Весной пятьдесят первого – было уже тепло, – сидя на скамейке в скверике, умер Павел Шубин.
Ему было тридцать семь лет. Да и Смелякову не было сорока. Это был, конечно, жесточайший удар.
В то лето я не раз встречался с ним.
А двадцать девятого августа мы с Винокуровым были у Смелякова в гостях. Я, по правде, не запомнил числа, это мне недавно сказала Евдокия Васильевна, тогдашняя Дуся. Уж она-то запомнила! Дусей ее называли все, – кто имел право, в глаза, остальные – заглазно. Дуся Смелякова, жена Ярослава. В тот вечер ее не было дома.

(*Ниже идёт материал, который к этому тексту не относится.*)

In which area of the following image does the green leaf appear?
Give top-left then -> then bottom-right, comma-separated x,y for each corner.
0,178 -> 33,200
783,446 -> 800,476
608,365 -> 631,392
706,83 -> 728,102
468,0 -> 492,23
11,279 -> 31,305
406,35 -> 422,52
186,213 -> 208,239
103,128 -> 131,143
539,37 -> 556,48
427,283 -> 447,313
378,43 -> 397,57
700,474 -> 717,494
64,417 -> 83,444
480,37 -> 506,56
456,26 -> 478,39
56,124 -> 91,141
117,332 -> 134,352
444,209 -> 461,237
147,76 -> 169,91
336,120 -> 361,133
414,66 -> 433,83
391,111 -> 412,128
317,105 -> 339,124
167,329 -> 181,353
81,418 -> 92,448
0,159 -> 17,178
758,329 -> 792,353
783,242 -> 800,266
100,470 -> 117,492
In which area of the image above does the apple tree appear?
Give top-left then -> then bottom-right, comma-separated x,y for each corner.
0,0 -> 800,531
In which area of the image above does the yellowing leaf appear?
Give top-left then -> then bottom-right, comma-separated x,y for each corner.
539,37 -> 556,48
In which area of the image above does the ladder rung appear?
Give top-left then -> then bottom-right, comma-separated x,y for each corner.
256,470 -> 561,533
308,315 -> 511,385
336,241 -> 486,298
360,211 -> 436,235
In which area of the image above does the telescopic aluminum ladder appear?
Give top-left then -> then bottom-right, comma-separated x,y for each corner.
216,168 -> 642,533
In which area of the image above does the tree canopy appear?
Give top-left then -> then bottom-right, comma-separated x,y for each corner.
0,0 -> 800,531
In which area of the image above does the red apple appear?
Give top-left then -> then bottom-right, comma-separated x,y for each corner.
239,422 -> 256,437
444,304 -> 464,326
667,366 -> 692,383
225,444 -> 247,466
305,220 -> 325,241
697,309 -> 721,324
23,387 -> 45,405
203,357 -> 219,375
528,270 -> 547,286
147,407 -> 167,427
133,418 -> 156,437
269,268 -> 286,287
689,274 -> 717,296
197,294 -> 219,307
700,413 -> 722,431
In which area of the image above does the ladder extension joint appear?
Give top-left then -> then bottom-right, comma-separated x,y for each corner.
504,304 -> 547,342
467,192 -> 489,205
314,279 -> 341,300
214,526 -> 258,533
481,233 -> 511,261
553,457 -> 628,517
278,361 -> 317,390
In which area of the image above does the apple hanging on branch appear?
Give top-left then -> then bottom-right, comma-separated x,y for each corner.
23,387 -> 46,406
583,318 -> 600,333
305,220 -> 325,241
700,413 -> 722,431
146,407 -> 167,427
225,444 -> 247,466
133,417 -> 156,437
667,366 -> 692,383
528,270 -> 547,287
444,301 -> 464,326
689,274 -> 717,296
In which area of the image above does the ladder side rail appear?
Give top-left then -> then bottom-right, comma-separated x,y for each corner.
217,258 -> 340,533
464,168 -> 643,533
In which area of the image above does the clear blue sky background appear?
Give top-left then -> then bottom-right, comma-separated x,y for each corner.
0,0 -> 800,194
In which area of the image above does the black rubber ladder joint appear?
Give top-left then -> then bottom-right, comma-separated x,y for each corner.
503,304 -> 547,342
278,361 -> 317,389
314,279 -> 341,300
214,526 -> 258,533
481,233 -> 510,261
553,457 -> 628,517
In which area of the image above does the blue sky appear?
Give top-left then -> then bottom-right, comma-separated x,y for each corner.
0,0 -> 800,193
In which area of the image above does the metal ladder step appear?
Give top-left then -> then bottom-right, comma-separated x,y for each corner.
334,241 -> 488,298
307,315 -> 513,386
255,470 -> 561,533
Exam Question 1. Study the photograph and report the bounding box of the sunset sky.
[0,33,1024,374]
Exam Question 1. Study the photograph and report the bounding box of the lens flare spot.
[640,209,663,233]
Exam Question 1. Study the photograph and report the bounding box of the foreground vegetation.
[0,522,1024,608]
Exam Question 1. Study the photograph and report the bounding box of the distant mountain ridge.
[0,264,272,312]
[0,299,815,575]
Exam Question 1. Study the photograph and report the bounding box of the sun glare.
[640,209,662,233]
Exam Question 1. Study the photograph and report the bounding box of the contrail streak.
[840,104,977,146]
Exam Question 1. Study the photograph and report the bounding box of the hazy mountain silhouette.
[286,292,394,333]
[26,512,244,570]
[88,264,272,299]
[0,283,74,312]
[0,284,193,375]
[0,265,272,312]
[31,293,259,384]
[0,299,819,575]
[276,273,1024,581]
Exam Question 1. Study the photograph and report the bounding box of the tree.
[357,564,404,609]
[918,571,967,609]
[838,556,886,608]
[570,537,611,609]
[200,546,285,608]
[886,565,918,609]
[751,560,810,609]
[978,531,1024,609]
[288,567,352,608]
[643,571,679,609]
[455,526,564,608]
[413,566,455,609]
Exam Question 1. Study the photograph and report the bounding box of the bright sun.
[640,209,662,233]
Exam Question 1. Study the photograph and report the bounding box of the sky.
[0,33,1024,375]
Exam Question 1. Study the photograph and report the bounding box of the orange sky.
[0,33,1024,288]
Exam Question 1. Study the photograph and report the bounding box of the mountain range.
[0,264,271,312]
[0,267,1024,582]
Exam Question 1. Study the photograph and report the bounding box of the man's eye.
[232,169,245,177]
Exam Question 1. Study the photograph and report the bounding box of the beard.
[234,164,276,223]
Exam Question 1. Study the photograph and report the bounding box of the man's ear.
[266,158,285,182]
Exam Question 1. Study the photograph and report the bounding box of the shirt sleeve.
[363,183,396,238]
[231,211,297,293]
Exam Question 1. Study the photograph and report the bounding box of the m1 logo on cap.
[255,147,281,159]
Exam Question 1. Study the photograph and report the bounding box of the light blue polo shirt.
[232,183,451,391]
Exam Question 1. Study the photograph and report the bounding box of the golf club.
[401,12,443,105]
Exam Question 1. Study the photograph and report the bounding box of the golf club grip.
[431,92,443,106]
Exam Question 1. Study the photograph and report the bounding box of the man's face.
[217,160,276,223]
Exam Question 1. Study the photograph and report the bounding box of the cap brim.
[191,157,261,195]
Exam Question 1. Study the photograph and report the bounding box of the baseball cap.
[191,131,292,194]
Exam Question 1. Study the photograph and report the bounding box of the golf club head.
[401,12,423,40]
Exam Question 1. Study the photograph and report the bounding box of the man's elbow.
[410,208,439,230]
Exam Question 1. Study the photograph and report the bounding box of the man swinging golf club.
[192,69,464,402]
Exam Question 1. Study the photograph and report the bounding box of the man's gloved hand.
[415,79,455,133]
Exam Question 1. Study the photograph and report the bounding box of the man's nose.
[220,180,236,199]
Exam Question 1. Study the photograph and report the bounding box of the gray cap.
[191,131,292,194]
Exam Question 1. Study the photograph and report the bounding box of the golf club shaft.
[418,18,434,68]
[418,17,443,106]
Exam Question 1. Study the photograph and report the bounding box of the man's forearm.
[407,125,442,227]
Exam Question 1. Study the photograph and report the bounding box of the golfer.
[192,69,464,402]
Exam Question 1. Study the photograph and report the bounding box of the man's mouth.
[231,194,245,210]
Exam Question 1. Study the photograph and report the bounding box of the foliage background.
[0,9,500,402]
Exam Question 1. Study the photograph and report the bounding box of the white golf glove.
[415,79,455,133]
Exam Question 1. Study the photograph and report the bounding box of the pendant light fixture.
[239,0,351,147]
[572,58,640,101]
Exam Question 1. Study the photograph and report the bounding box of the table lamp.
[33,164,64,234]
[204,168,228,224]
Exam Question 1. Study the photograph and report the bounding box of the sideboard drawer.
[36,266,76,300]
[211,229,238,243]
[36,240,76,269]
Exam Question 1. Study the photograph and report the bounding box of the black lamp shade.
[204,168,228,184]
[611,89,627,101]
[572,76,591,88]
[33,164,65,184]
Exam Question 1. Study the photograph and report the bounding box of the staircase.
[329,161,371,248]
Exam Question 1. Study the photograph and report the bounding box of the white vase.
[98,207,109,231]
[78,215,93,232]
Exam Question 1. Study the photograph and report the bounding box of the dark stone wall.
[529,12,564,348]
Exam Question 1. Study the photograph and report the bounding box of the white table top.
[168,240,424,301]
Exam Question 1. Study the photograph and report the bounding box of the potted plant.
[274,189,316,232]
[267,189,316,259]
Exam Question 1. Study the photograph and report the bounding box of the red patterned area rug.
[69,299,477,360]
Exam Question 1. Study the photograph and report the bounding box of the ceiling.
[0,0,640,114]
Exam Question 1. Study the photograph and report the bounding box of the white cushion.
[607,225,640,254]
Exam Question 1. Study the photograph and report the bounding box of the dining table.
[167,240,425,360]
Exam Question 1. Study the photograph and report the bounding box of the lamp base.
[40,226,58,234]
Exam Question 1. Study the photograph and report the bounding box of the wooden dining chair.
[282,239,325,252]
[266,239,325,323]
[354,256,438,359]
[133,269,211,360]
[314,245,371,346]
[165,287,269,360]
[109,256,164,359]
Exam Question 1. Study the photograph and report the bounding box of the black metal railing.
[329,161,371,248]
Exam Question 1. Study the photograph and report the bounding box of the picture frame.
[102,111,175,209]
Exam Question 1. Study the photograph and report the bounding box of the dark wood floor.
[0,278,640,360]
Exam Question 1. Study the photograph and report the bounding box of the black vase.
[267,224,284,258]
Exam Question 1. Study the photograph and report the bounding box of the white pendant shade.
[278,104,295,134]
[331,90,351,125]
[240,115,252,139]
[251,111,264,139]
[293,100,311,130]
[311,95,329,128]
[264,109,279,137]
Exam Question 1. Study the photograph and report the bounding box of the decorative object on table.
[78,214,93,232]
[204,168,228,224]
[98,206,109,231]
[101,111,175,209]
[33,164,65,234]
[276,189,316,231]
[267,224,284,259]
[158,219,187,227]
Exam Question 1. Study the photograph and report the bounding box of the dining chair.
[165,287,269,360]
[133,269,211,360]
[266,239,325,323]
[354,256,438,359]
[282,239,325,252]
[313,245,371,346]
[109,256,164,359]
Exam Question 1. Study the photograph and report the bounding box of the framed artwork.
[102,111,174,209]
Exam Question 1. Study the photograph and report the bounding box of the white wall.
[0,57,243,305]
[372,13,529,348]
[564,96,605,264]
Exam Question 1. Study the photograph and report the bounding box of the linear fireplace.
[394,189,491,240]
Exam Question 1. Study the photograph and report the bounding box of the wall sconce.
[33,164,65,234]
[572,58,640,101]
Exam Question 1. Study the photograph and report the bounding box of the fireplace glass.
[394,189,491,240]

Они жили в Спасо-Песковском, на Арбате, в крохотной однокомнатной квартирке, даже без кухни, – газовая плитка стояла в коридоре. Мы с Женей принесли две, а может, и три бутылки, но их довольно скоро не хватило, и Смеляков раскупорил стоящую на окне четверть (не четвертинку!) смородинной наливки, объяснив, что напиток этот готовит Дуся, а он втайне доливает туда водочки, когда остается. Так что это уже не столько наливка, сколько настойка. Мне показалось, что, берясь за бутыль, он секунду поколебался, но тут же махнул рукой:
– А, все равно!..
Он был словно чем-то озабочен, расстроен, но пытался отвлечься, попросил нас почитать стихи, говорил о них. Когда Винокуров прочел стихи о возможной когда-нибудь смерти, Смеляков спросил у него про строчку «у звезд остекленевших на виду», случайно ли он ее написал. Женя заверил, что нет, не случайно.
Время от времени хозяин подходил к распахнутому окну и вглядывался в темноту, а однажды сказал Винокурову:
– Посмотрите, там, напротив, никого нет на крыше?
Винокуров охотно высунулся из окна, чтобы отвлечься от освещенной комнаты, а Ярослав мрачно добавил:
– Только не блевать!..
Винокуров не собирался – и обиделся.
Ушли мы очень поздно, спустились вниз, повернули направо, и тут же оказались на ярко освещенном Арбате. Вот интересно, это была правительственная трасса, здесь ездил Сталин, милиция и топтуны на каждом шагу, и в то же время бесчисленные магазины и особенно магазинчики, кафе, ресторанчики, шашлычные, всегдашнее оживление – Арбат.